Er schüttelte alle Gedanken ab und stellte sich neben Shana, die dabei war, den Kühlschrank zu plündern und die Sachen auf der Arbeitsplatte auszubreiten.
„Sieh mal, alles da! Wurst, Käse, Schinken, Pfirsiche, Kirschen, Joghurt und Milch. Such du mal Brot, dann machen wir uns ein paar zurecht und futtern auf der Veranda!“
In einem der Unterschränke der Küchenzeile fand sich ein Laib knusprigen Brotes, so eines, das Shana nur aus Erzählungen ihres Großvaters her kannte. Belly und Shana schmierten sich einen ganzen Berg voller Brote, wuschen Obst ab und suchten sich zwei Pflaumenjoghurts aus. Dann luden sie alles auf ein Tablett, das in einer Nische gestanden hatte und verfrachteten das Ganze auf die Veranda, wo sie sich auf den Holzbohlen niederließen und ihr Abendbrot in den letzten Sonnenstrahlen des Tages verspeisten.

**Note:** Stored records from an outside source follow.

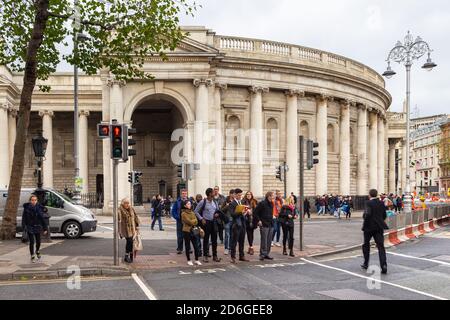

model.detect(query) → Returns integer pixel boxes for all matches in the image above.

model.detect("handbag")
[133,233,144,251]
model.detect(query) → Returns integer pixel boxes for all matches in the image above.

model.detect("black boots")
[123,253,133,263]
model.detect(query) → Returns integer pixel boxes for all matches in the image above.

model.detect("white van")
[0,188,97,239]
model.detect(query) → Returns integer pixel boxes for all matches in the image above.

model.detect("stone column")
[388,143,397,193]
[357,104,368,196]
[377,115,386,193]
[369,110,378,189]
[101,75,112,213]
[194,79,213,195]
[249,86,269,198]
[78,110,89,193]
[316,95,330,195]
[214,83,227,188]
[110,80,131,201]
[39,110,54,188]
[8,107,17,174]
[339,100,351,195]
[0,103,10,188]
[285,90,305,195]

Die Sonne schickte nur noch Ableger durch den Wald, und es war bereits merklich dunkler geworden. Aber Belly hatte recht gehabt. Die Gedanken an mögliche Gefahren verblassten merklich, wenn man etwas Gutes zum Essen hatte. Sie aßen langsam und genossen jeden Bissen. Doch als sie fertig waren, mussten sie sich ihrem Problem stellen. Es wurde dunkel.
„Mir ist kalt“, sagte Shana und fröstelte. An ihren Armen kribbelte die schönste Gänsehaut. „Oh Mann, und ich hab versprochen, um sieben zu Hause zu sein.“
„Meinst du, ich nicht?“, erwiderte Belly trocken. „Mir ist auch kalt. Lass uns reingehen. Glaubst du, Rufus kommt bald?“
„Hoffentlich“, seufzte Shana. „Ich hab keine Lust, hier zu schlafen.“
Sie räumten die Sachen ab und trugen sie ins Haus. Drinnen war es bereits so dunkel, dass es Shana schwer fiel, sich zu orientieren. Sie tastete nach einem Lichtschalter, fand aber keinen.

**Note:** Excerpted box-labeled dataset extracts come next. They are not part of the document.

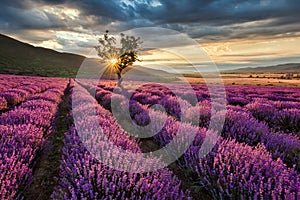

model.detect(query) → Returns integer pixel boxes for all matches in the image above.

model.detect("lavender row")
[0,81,66,199]
[0,76,66,112]
[92,83,300,199]
[52,82,188,199]
[138,110,300,199]
[84,80,300,170]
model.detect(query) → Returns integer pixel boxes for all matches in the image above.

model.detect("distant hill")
[0,34,176,80]
[0,34,85,77]
[223,63,300,73]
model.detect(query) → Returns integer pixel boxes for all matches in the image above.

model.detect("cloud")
[0,0,300,69]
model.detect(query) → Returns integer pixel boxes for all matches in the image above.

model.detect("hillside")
[0,34,85,77]
[0,34,174,80]
[224,63,300,73]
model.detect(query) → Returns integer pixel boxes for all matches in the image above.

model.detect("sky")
[0,0,300,71]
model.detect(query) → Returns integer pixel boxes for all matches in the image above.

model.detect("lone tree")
[95,30,143,87]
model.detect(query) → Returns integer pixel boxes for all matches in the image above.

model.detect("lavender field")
[0,75,300,200]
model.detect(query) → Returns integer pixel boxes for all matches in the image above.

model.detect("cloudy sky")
[0,0,300,71]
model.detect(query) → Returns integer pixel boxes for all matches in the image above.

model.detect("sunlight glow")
[108,58,119,69]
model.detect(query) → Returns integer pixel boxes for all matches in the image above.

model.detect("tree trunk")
[117,72,123,88]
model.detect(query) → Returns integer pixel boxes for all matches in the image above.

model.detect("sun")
[108,58,118,66]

„Lass es!“, tönte Bellys Stimme durch den Raum. „Ich hab’s auch schon probiert.“
Sie hörte, wie Belly das Geschirr abstellte und dabei einen ziemlichen Lärm veranstaltete, weil er schlecht sehen konnte.
„Hast du’s akustisch probiert?“
„Er hat keine Multiwand!“
„Nein, aber vielleicht einen anderen Sensor.“
„Hast du die Kerzen gesehen? Kannst ja mal probieren zu sagen: Multiwand! Kerzen an!“
Shana war sauer, aber sie musste Belly Recht geben. Wer altmodische Kerzen in seiner Wohnung hatte, würde sie wohl kaum elektronisch anzünden. Sie wusste auch nicht, ob das überhaupt möglich war.
„Lass bitte die Tür offen!“, rief Belly. „Dann hab ich wenigstens ein bisschen mehr Licht. Ich such mal Streichhölzer.“
Eine Weile kramte er in den Schubladen herum, bis er fand, was er suchte.
„Wusste ich’s doch! Ich mach’s uns gemütlich.“
Belly ging durch den Raum und zündete jede Kerze an, die er finden konnte. Augenblicke später erfüllte ein warmes Licht das Wohnzimmer. Shana atmete auf. Jetzt konnte sie endlich die Tür schließen. Je dunkler es wurde, desto unheimlicher erschien ihr die gähnende Öffnung. Sie wollte abschließen, aber die Tür besaß nicht einmal ein Schloss. Dafür allerdings einen großen metallenen Riegel, den Shana mit einem Ruck vorschob.
„So kommt Rufus aber nicht mehr rein“, kam es von Belly.
„Egal, aber auch niemand sonst.“ Shana zuckte die Schultern. „Soll er klopfen.“
„Und was machen wir jetzt?“, meinte Belly. „Einen Anifilm wird’s hier nicht geben. Sag mal, hatte der andere Raum einen Ausgang?“
„Nein, aber schau mal nach, ob die Fenster zu sind.“
Belly griff sich eine der dicken Kerzen und wollte Shanas Aufforderung nachkommen, als er im Durchgang zur Galerie stehen blieb.
„Kommst du mit? Ist ziemlich dunkel da drin.“
„Hm“, kam es von Shana, der plötzlich das Herz bis zum Hals klopfte. Sie wollte ihre Angst abschütteln. Das Haus hier war bestimmt harmlos. Und Rufus war nett. Auf der anderen Seite befand sie sich weit von zu Hause entfernt mitten in einem Wald in einer einfachen Hütte, und der einzige, der sie beschützen konnte, war ein dicker Junge. Toll. Aber dann schimpfte sie mit sich selbst. Belly war zwar dick, aber seit er hier draußen war, ging eine seltsame Wandlung mit ihm vor. Er schien mit einemmal selbstbewusster, mutiger. Ja, sogar beweglicher. Als sie so darüber nachdachte, fand sie es eigentlich doch ganz gut, dass Belly bei ihr war.
Sie nahm ebenfalls eine Kerze in die Hand und stellte sich neben ihren Freund in den Türrahmen. Die Staffeleien und Bilder warfen unruhige Schatten an die Wände. Shana schluckte. Es waren nur Bilder!
„Na los!“, sagte sie mit bemüht forscher Stimme und ging vorsichtig in den Raum hinein. Belly folgte ihr auf dem Fuß.